14/03/2016 07h34 | Foto: Campos 24 Horas
Por: Andressa Amaral
Este pergunta tem sido alvo de polêmica entre profissionais da saúde e pesquisadores, vez que a cada dia aumenta o uso de medicamentos para ativar a concentração. Com isso, hoje vamos buscar entender até que ponto este método é eficaz.
Cresce a cada dia a quantidade de crianças, adolescentes, adultos por dificuldades de aprendizagem, sob a queixa de que não conseguem se concentrar, não param quietos, não finalizam suas ações, etc. Para este problema, na grande maioria das vezes, a solução imediata tem sido o uso de nootrópicos – susbtâncias que auxiliam na capacidade cognitiva.
Porém, a grande questão é: Será que somente o uso destas substâncias resolverá o problema, e garantirá ao indivíduo sucesso na aprendizagem?

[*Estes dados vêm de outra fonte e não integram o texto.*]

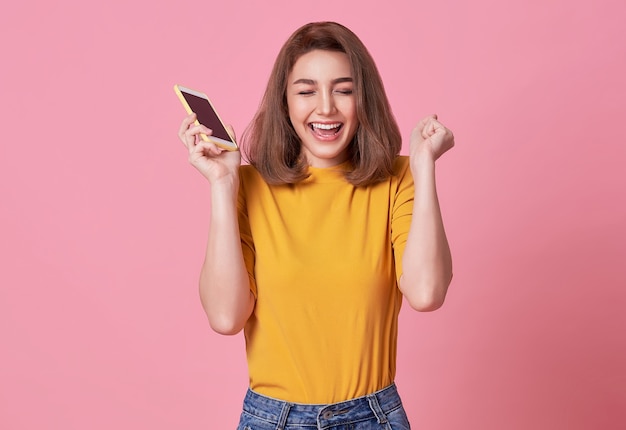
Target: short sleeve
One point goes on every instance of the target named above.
(245, 233)
(401, 210)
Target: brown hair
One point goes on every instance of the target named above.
(271, 143)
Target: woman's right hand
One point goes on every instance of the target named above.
(215, 164)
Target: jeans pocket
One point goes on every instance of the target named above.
(397, 420)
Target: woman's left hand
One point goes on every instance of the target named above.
(430, 138)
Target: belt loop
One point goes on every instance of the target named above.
(375, 406)
(284, 413)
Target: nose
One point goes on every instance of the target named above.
(325, 103)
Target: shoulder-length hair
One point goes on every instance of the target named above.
(271, 144)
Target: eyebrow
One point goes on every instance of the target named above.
(313, 82)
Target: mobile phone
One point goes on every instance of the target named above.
(198, 103)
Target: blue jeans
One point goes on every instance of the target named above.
(381, 410)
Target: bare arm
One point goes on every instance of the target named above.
(224, 282)
(427, 262)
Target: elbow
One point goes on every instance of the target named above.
(425, 303)
(426, 297)
(225, 326)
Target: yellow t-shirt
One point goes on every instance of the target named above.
(323, 258)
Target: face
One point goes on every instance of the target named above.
(322, 106)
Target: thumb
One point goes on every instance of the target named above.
(231, 131)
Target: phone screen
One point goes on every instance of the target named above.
(206, 115)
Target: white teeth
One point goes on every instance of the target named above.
(326, 126)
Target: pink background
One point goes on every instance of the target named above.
(103, 222)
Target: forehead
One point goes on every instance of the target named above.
(321, 65)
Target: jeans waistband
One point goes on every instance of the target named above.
(284, 413)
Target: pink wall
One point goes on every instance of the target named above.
(103, 221)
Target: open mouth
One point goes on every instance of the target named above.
(325, 130)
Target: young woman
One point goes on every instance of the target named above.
(313, 245)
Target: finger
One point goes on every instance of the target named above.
(184, 126)
(193, 135)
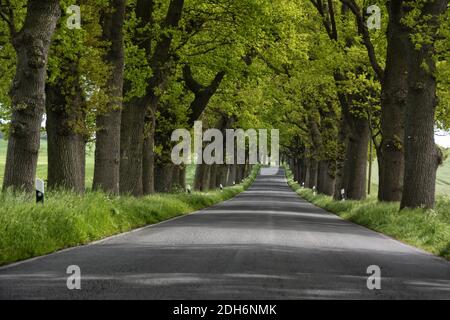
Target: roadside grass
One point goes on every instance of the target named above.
(425, 229)
(67, 219)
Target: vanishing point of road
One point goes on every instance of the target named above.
(266, 243)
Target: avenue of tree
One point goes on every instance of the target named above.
(138, 69)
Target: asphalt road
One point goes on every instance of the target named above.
(266, 243)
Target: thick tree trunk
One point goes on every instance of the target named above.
(148, 165)
(393, 101)
(199, 168)
(326, 177)
(164, 177)
(206, 177)
(313, 168)
(422, 157)
(355, 165)
(303, 170)
(213, 176)
(131, 148)
(28, 93)
(231, 180)
(107, 144)
(66, 141)
(340, 182)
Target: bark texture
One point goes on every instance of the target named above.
(31, 44)
(107, 145)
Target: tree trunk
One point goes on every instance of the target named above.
(212, 176)
(199, 168)
(326, 177)
(393, 100)
(131, 148)
(66, 141)
(340, 182)
(231, 174)
(28, 93)
(422, 157)
(313, 168)
(148, 165)
(355, 165)
(107, 144)
(163, 177)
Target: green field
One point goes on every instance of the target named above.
(42, 164)
(442, 183)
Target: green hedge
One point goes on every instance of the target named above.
(67, 219)
(426, 229)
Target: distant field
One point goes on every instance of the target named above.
(42, 164)
(442, 183)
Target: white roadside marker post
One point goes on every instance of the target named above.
(40, 191)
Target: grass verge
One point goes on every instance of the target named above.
(425, 229)
(66, 219)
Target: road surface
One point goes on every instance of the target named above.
(266, 243)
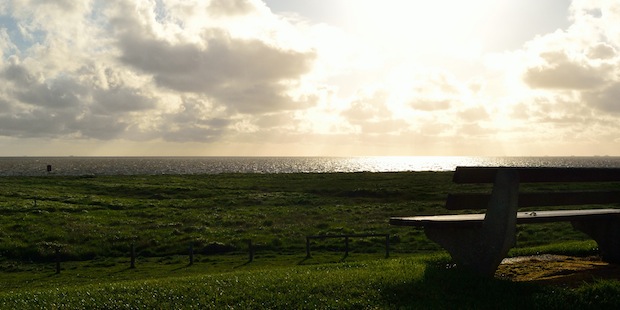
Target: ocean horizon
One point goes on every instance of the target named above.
(153, 165)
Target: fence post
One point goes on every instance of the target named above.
(307, 247)
(251, 250)
(57, 260)
(191, 253)
(133, 255)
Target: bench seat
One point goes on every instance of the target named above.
(479, 242)
(522, 217)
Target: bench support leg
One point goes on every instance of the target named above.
(606, 234)
(481, 249)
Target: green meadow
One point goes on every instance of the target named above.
(90, 223)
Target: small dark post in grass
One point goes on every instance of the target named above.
(133, 255)
(57, 249)
(307, 247)
(251, 250)
(191, 253)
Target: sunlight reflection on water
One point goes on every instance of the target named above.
(211, 165)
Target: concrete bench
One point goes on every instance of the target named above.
(479, 242)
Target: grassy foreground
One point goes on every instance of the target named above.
(404, 283)
(93, 221)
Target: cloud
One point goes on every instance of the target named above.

Possivelmente não. É certo que existem pacientes que possuem necessidade eminente de medicações específicas. Contudo, alguns medicamentos prescritos desordenadamente, sem investigação, com certeza não levarão o indivíduo a um processo de evolução da aprendizagem. Ocorre em muitas das vezes, o efeito momentâneo da medicação e o indivíduo tem a sensação de que está mais concentrado, o que de fato acontece. Porém, existe uma distância considerável entre estar concentrado e desenvolver aprendizagem. Prova disso, é o fato de inúmeros pacientes que fazem uso constante de medicações, ainda assim não conseguirem aprender, além de desencadearem problemas associativos, como intolerância alimentar, distúrbios do sono, ansiedade, irritabilidade, dentre outras.
Por muitas vezes a pessoa sob efeito de medicação consegue ficar focado, mas a capacidade de retenção da informação não está sendo desenvolvida. Ou seja, é possível focar naquele instante da aula, por exemplo, mas depois, o indivíduo já esqueceu o que foi dito. Por este e outros fatores, que é indispensável, antes de qualquer intervenção, um processo de investigação, pois o cérebro para funcionar harmonicamente e desenvolver as habilidades cognitivas, o mesmo precisa estar em condições para isso. E, existem diversos fatores que contribuem para seu desequilíbrio e mal funcionamento, dentre eles: alimentação, rotina, qualidade do sono, estímulos externos. Por isso, é indispensável que se busque averiguar se o funcionamento orgânico do indivíduo no que diz respeito à produção hormonal, reserva funcional, alimentação, está em equilíbrio, para então iniciar um protocolo de tratamento.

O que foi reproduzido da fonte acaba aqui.